Determination of claims for unfair dismissal.
8.— ...
[(10) (a) A dispute in relation to a dismissal as respects which a recommendation has been made by a rights commissioner under this Act or a hearing by the Tribunal under this Act has commenced shall not be referred, under the Industrial Relations Acts, 1946 to 1990, to a rights commissioner or the Labour Court.

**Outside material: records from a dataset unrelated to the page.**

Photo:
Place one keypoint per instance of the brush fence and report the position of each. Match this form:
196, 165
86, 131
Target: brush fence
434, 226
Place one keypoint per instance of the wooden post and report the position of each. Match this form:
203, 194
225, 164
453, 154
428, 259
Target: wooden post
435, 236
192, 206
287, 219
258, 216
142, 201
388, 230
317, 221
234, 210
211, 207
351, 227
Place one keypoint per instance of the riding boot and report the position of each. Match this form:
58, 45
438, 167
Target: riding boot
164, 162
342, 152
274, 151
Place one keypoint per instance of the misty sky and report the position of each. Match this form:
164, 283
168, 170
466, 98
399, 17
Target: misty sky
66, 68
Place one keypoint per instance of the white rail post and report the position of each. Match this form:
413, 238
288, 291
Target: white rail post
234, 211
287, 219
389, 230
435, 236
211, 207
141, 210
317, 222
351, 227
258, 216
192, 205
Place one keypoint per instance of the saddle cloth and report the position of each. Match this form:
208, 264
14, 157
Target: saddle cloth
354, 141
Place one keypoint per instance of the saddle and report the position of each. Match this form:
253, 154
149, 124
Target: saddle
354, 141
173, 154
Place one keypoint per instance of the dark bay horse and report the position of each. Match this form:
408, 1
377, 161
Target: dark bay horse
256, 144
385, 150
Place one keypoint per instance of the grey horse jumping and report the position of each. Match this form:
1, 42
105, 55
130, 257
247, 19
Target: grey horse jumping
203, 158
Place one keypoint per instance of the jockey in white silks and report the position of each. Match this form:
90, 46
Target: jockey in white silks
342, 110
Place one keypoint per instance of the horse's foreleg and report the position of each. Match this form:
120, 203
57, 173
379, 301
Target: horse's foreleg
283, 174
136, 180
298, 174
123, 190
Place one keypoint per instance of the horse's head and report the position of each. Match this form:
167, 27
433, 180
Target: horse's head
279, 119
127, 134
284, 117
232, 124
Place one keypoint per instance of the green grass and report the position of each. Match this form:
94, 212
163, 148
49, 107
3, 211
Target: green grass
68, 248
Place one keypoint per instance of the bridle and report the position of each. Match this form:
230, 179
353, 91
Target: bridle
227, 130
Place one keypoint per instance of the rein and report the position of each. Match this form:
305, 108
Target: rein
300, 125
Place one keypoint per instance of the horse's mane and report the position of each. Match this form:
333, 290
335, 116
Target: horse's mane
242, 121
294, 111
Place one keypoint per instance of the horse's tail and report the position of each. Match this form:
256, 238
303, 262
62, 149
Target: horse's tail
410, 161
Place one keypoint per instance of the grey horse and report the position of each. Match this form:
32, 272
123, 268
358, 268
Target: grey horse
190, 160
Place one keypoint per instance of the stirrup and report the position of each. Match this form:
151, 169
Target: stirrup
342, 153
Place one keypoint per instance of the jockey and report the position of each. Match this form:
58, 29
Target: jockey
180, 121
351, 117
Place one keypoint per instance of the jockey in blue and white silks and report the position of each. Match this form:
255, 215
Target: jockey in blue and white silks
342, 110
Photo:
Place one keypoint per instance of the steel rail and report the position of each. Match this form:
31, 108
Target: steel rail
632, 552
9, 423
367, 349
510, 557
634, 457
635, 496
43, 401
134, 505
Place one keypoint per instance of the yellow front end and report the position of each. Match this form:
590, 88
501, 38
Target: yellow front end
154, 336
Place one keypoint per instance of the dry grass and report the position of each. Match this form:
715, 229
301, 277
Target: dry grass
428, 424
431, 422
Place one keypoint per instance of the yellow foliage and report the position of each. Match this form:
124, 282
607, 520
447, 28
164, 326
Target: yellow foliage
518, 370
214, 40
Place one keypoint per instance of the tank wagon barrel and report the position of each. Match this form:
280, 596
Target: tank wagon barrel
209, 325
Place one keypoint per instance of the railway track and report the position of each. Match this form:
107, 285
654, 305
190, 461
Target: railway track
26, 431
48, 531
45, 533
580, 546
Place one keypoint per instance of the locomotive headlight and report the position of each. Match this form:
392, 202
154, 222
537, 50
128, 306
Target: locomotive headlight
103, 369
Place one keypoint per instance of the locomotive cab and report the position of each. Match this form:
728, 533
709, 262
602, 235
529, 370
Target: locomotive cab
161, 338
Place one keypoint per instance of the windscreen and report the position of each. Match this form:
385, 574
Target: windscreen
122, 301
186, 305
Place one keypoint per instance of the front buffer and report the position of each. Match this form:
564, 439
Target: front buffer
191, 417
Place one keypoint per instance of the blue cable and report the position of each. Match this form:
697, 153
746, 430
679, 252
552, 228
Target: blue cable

(b) Where, in relation to a dismissal, a recommendation has been made by a rights commissioner, or a hearing by the Labour Court under the said Acts has commenced, the employee concerned shall not be entitled to redress under this Act in respect of the dismissal.]
Editorial Notes:
E1
Previous affecting provision: application of collectively cited Industrial Relations Acts 1946 and 1969 extended (15.12.1975) by Regulation of Banks (Remuneration and Conditions of Employment) (Temporary Provisions) Act 1975 (27/1975), s. 3(1)(b)(ii), S.I. No. 305 of 1975; ceased (29.06.1976) by Regulation of Banks (Remuneration and Conditions of Employment) (Temporary Provisions) Act, 1975, (Expiration) Order 1976 (S.I. No. 137 of 1976).
E2
Previous affecting provision: application of collectively cited Industrial Relations Acts 1946 and 1969 extended (13.07.1973) by Regulation of Banks (Remuneration and Conditions of Employment) (Temporary Provisions) Act 1973 (12/1973), s. 3(1)(b)(ii), S.I. No. 195 of 1973; ceased (14.12.1973) by Regulation of Banks (Remuneration and Conditions of Employment) (Temporary Provisions) Act 1973, (Expiration) Order 1973 (S.I. No. 335 of 1973).